After his parents died, he’d gone slightly crazy and thrown himself into the wildness of the college party scene. Anything to not be alone. Many a morning found him in a strange girl’s bed, with no idea how he’d gotten there. Nor did he remember the threesomes, occasionally waking up sandwiched in between two girls, or even once or twice tangled up with another girl and a guy. He’d always been so drunk that he couldn’t remember the sex at all. Total oblivion was what he’d been after, to wash the pain away.
That hadn’t lasted long, as fear for his health as well as his studies overcame his irrational behavior, and he’d settled down to being the studious bookworm he’d always been. He may have opened his mind to his studies, but he’d walled off his heart to living.
Now Ash had up and left him at a time when he needed someone to lean on. Though he’d been the most intimate that he’d ever been with a person, more so even than with any woman, Drew still didn’t fully understand Ash.
After last night, though, he assumed he’d have a chance to try.
Perhaps Jordan was right, and Ash was a user. He’d had to live his whole life by his wits and quick mind. But even as those thoughts tumbled around in his muddled brain, he remembered the quiet strength of Ash’s voice last night as he revealed his childhood to him. The self-loathing and pain etched on his face, the halting way he disclosed his story of debasement and cruelty, seared a path of not only pity across Drew’s heart but something fresh, unexposed to light before, as if he’d come out of the darkness from a long trip. Feelings he’d never before experienced and wasn’t yet ready to face.

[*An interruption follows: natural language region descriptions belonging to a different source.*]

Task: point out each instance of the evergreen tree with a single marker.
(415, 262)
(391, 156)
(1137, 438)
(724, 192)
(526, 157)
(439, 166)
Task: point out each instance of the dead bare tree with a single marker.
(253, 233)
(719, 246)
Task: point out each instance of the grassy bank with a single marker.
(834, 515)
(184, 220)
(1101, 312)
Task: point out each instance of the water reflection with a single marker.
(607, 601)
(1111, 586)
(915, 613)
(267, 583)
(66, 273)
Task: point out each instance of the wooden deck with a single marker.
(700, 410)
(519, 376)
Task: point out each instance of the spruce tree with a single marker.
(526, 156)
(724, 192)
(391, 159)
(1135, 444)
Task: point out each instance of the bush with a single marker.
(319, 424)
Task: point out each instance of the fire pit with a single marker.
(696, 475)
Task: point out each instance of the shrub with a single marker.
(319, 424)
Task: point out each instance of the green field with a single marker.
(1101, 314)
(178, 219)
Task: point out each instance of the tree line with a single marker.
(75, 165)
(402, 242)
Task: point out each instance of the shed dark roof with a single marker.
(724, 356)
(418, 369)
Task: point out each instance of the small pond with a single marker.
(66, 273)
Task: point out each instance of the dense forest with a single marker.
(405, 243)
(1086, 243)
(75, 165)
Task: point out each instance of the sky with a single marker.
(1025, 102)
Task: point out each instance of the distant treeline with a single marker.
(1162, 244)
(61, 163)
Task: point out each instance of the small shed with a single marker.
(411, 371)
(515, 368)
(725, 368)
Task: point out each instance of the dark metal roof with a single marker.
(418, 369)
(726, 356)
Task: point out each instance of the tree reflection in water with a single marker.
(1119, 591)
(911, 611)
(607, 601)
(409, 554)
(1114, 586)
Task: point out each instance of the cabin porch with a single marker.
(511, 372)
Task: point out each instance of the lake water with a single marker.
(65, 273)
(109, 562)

When he glanced around the small room, everyone he cared about was there. They all looked at him with varying degrees of surprise, dismay, and shock to some extent. He knew they loved him, but as a brother and a friend. Right now he needed more than that. He needed to find out if the man he’d shared his secrets with and let possess his body was merely a figment of his imagination.
“I gotta go find out where Ash went to. I’ll come back after lunch and check on Nana.” Drew kissed his sister good-bye after promising to talk to her about everything.